ICMI 2015

W.38 TH17 Response Is Diminshed in Absence of PTAFR Signaling in DSS-induced Colitis

Wednesday, July 15, 2015
Grand Hall and Gallery, Ground Floor & 1st Floor (Maritim Hotel)
Zoltán Kellermayer, MD , University of Pecs, Pécs, Hungary
Beatriz Leon-Ruiz, PhD , University of Alabama at Birmingham, Birmingham, AL
Changchun Ren, PhD , University of Alabama at Birmingham, Birmingham, AL, United States
Andre Ballesteros-Tato, PhD , University of Alabama at Birmingham, Birmingham, AL
Tamas Jilling, MD , University of Alabama at Birmingham, Birmingham, AL
Platelet activating factor (PAF) has been shown to be important in various inflammatory conditions. However, its exact role in inflammatory bowel diseases (IBD) is unclear.

We examined how the absence of PAF receptor signaling (PTAFR-/-) or excessive PAF receptor activation (PLA2G7-/-) affects DSS-mediated colitis in vivo and T cell activation by a-CD3/a-CD28 in vitro. The inflammatory response in the colon and in in vitroactivated cells was assessed by quantifying cytokine gene expression by real time PCR..

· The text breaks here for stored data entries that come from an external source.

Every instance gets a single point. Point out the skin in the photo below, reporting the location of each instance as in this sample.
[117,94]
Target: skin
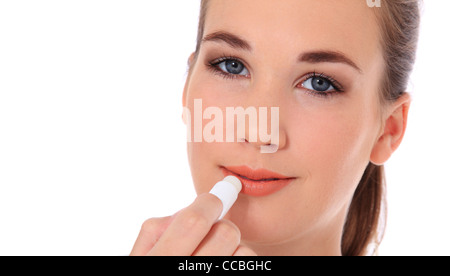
[325,142]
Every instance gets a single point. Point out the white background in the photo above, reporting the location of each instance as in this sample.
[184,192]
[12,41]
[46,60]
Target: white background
[92,142]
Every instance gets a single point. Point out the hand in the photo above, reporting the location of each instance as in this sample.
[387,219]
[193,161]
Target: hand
[191,231]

In WT mice treatment with DSS leads to an increase in cytokines characteristic for the TH17-response, while in PTAFR-/- mice we observed a complete absence of IL17 and IL22. The TH17-specific chemokine CCL20 and the TH17-specific chemokine receptor CCR6 were significantly increased in the colons of PLA2G7-/- mice, and they were significantly decreased in colons of PTAFR-/- mice, as compared to wild type (WT) colons. In vitro stimulated T cells showed a non-polarized increase in cytokine transcipts in PLA2G7-/- and a non-polarized decrease in PTAFR-/-, as compared to WT. .

Our results suggest that signaling through PAF receptor is required for maximal non-polarized T cell activation in vitro and for a maximal TH17-type polarized response in the colon in vivo. This is best explained by a role for PAF in TH17-specific homing to the intestine and not by selective activation of TH17 cells. A precise delineation of PAF-specific mechanisms in the polarity of T cell-mediated inflammatory response may lead to novel treatment strategies for IBD.